MGM Resorts International has unveiled a new ad campaign against a possible casino resort at the Bradley International Airport in Connecticut. The ads accuse the Airport Authority of trying to “scam” taxpayers with “a bad deal.”

MGM Resorts International is unleashing another facet of its ongoing legal, lobbyist and public relations campaign to kill a third tribal casino in Connecticut.

For the last month and more MGM has been concentrating its fire on the Connecticut Airport Authority’s efforts to persuade the state’s two gaming tribes to put that satellite casino on or near Bradley International Airport in Windsor Locks.

Last week MGM began running a series of ads claiming that the state is attempting “to cut a bad deal” and “scam” taxpayers.

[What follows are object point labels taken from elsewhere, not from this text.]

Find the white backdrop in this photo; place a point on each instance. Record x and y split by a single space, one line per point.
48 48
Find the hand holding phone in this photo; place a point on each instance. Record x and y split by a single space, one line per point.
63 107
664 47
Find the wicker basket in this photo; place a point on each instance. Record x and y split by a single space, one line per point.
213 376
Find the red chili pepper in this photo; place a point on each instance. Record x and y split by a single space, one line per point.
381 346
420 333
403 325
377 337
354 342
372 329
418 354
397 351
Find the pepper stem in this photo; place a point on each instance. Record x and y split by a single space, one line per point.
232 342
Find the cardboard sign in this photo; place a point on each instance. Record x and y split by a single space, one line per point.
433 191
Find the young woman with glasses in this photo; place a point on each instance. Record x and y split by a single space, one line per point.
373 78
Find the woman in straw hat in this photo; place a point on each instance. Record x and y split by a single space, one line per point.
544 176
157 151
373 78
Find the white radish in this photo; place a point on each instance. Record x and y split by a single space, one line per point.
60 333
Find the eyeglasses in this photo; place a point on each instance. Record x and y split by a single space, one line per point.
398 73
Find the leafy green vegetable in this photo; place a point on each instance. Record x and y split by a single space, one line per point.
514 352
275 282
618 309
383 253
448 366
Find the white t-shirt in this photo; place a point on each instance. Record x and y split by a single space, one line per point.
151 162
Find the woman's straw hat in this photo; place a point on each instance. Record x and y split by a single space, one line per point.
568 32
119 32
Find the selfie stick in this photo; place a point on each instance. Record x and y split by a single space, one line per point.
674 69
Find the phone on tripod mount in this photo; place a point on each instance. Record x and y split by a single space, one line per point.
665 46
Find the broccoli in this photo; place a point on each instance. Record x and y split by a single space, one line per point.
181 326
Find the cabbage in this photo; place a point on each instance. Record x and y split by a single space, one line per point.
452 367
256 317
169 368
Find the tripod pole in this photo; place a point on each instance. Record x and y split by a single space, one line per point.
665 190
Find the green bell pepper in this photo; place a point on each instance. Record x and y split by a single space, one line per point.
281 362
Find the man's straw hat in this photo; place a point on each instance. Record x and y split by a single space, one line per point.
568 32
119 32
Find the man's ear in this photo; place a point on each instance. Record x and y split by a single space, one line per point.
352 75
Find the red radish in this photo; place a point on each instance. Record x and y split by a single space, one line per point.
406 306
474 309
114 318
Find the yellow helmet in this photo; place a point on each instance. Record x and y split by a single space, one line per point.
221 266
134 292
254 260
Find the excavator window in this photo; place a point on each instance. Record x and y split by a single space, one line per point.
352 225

MGM is building the MGM Springfield about 20 miles north of Windsor Locks. So it sees the third casino as an existential threat—much the same way that the Mohegan and Pequot tribes of Connecticut see the MGM Springfield and the Wynn Boston Harbor as existential threats. It’s rather like a battle in the jungle, with little room for compromise.

Last week Alan Feldman, vice president of MGM Resorts International attacked the very concept of a casino at the airport. “If you put a casino in the airport it’s gonna take away customers from Foxwoods, it’s gonna take away customers from Mohegan Sun, and it would take away customers from us,” he declared.

MGM hammers away at the notion that the Airport Authority did much of its planning and negotiations with the tribe “in secret” without public input.

However, the Authority and its defenders, such as Windsor Locks First Selectman Chris Kervick, counter that this work was preliminary and would have been presented to the public for its input—and that no casino could have been built without a yes vote from the city’s voters.